The Financial Markets Authority says it is "interested" in the announcement made by stock exchange operator NZX on Monday but won't be making any other comments at this stage.
The NZX surprised investors by revealing a fall in half-year earnings and an increase in expenses.
Its half-year net profit was $4.5 million in 2011 but the company has said it will be between $3 million and $4 million for the six months to June 30.
It has blamed an increase in costs on a transition to the new chief executive, litigation costs relating to the Clear Grain exchange and other one-off expenses.
The announcement took the market by surprise, sending the share price down 14c to close at $1.18. At one point the stock fell to $1.14.
If the FMA does take its interest any further, one person who sits in a difficult position is James Miller. He is on the board of the NZX and the FMA.
Shares in the NZX closed up 4c at $1.19 yesterday.
TOO GOOD?
Forsyth Barr analyst Andrew Harvey-Green has retained his reduce view on accountancy software firm Xero.
In a note this week Harvey-Green said Xero's customer growth had exceeded his expectations but the company was still at least 12 to 24 months away from breakeven.
"Xero's momentum to date has been highly positive and we expect news flow to remain positive in the near term."
Harvey-Green said customer and revenue growth for the company was expected to more than double in financial year 2013 but the company was overvalued.
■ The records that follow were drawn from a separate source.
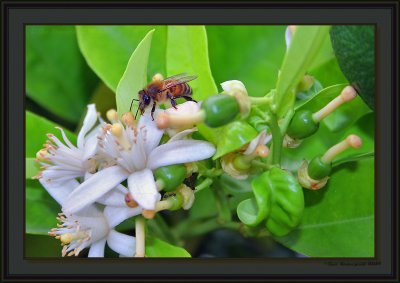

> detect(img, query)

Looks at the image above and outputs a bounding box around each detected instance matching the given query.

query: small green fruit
[201,94,240,128]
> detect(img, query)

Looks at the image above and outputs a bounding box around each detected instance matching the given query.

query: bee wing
[160,73,197,92]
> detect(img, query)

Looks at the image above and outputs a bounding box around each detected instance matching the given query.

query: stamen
[106,109,118,123]
[156,110,206,129]
[321,135,362,164]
"It is our view that the current share price reflects too high a probability of success and overlooks the downside risks."
Shares in Xero closed up 6c at $5.31 yesterday.
DILIGENT DEBATE
Now that Diligent Board Member Services has joined the NZX 50 index more fund managers are having to consider it.
One manager spoken to recently said it was hard to know what the company was worth given its rapid share price rise.
There are some concerns about the company's rate of growth in North America - its main market - where sales haven't increased much in the past nine months as well as what its long-term growth prospects might be.
But one investor who remains confident is Milford Asset Management's Mark Warminger. Milford recently increased its stake in the company from 7.62 per cent to 9 per cent.
Warminger said the business model was not all about new customers in the US but quality growth by stages.
He said Diligent was at present focused on growth in the European market where its margin was higher. Warminger said Diligent had strong cashflow growth and looked cheap for the type of growth it was generating. "We conservatively value it at $6. It is also an attractive takeover target for one of the large US software companies."
Shares in Diligent closed up 1c at $3.96 yesterday.
DOUBLE BLOW
Broking firm Macquarie has lost a second member of its research team. Last week Stock Takes noted Macquarie's Stephen Ridgewell was moving on to a role at Craigs Investment Partners.
Now it seems fellow analyst Brooke Bone will also leave the firm in about a month to head to fund manager Milford Asset Management.
The double departure in such a short time raises questions about what might be going on at the firm. Macquarie, like all broking firms, has had its revenue streams squeezed in recent years with global uncertainty driving investors away from the markets. Investment banking deals have also been few and far between.
One market source said there had been a lot of uncertainty about the New Zealand operation although he scotched talk of any plans for the company to pull out of New Zealand.
The source said it was more about what size its operations here needed to be, given more and more decisions were being made from Australia. "It certainly makes it a lot harder for staff here."
The company's investment banking team has shrunk in the past five years and the firm's retail broking is no longer done in house but through Direct Broking.